Mines Faculty Senate Distinguished Lecture Series - 2010
Annette L. Bunge


Annette Loch Bunge is Professor Emeritus of Chemical Engineering at Colorado School of Mines, which she joined in 1981 as assistant professor. She was promoted to associate professor in 1985, professor in 1991, and awarded the title professor emeritus in 2005. She continues to work on research and as a mentor to graduate students, postdoctoral fellows and faculty. Professor Bunge has B.S. and Ph.D. degrees in Chemical Engineering from the State University of New York at Buffalo and the University of California, Berkeley, respectively. She has been principal investigator or a significant contributor on research projects totaling more than $10 million. She has published more than 60 refereed papers, 20 book chapters and 130 conference proceedings, and she has given invited lectures at international conferences in Europe, Australia and South America.

Dr. Bunge’s academic career has been characterized by transitions. She was the only female student in all of her undergraduate chemical engineering classes at the University of Oklahoma (1972 – 1975) and at the State University of New York (1975-1976), where she graduated summa cum laude. She was among the first few females to receive a Ph.D. in chemical engineering at Berkeley.At Mines, she was the first female professor in the Chemical Engineering Department, and the first female assistant professor at the school to achieve the rank of professor.

In research, Dr. Bunge adapted to changing scientific needs by moving from her doctoral work on enhanced oil recovery to her focus for most of the last 25 years: absorption of chemicals into human skin. She was the principal investigator on the first research contracts to Mines from the National Institutes of Health and the Food and Drug Administration.
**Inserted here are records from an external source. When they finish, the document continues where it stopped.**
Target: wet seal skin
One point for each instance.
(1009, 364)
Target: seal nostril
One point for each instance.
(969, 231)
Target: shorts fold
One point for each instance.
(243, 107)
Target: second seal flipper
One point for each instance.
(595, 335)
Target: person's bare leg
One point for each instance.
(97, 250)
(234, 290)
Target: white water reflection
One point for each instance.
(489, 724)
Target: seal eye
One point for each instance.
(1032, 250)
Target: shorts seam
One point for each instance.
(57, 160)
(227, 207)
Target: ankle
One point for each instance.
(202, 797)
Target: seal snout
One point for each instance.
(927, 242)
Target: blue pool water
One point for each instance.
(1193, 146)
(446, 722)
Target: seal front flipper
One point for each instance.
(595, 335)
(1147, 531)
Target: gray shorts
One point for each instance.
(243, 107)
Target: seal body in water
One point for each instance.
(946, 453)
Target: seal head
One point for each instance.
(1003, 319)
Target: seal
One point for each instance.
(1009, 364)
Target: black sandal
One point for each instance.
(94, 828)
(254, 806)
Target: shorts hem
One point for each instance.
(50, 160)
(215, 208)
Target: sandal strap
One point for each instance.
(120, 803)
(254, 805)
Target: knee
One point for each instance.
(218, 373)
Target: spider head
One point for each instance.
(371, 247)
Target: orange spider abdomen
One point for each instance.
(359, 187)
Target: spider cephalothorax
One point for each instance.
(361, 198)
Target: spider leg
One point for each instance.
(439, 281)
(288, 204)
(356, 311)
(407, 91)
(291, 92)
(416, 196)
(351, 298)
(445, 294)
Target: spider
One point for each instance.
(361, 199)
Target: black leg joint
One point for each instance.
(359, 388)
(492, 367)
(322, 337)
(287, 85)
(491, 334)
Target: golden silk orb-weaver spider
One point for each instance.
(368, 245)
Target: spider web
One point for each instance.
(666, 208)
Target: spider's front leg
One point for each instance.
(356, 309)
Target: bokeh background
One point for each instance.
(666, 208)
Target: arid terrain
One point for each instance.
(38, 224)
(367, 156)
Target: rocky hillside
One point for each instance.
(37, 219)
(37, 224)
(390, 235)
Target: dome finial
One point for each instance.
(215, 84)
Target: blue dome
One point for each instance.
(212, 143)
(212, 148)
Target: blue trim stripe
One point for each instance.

The goal of this research is to understand how skin behaves as a barrier to chemicals contained in liquids, particulate materials, and solid residues that contact the skin as medicines or during environmental or occupational exposures. This research is multidisciplinary and Dr. Bunge has established long-standing collaborations with scientists and engineers at Mines and around the world, including pharmaceutical chemists, dermatologists, toxicologists, statisticians, mathematicians and computer scientists.

She provides expert opinion on dermal absorption and risk assessment to government agencies in the U.S., Europe and Canada. In the U.S., the risk assessment process required by the Environmental Protection Agency at superfund sites includes calculations based on her research. In support of work like this, she organized and currently directs the Center for Environmental Risk Assessment at Mines.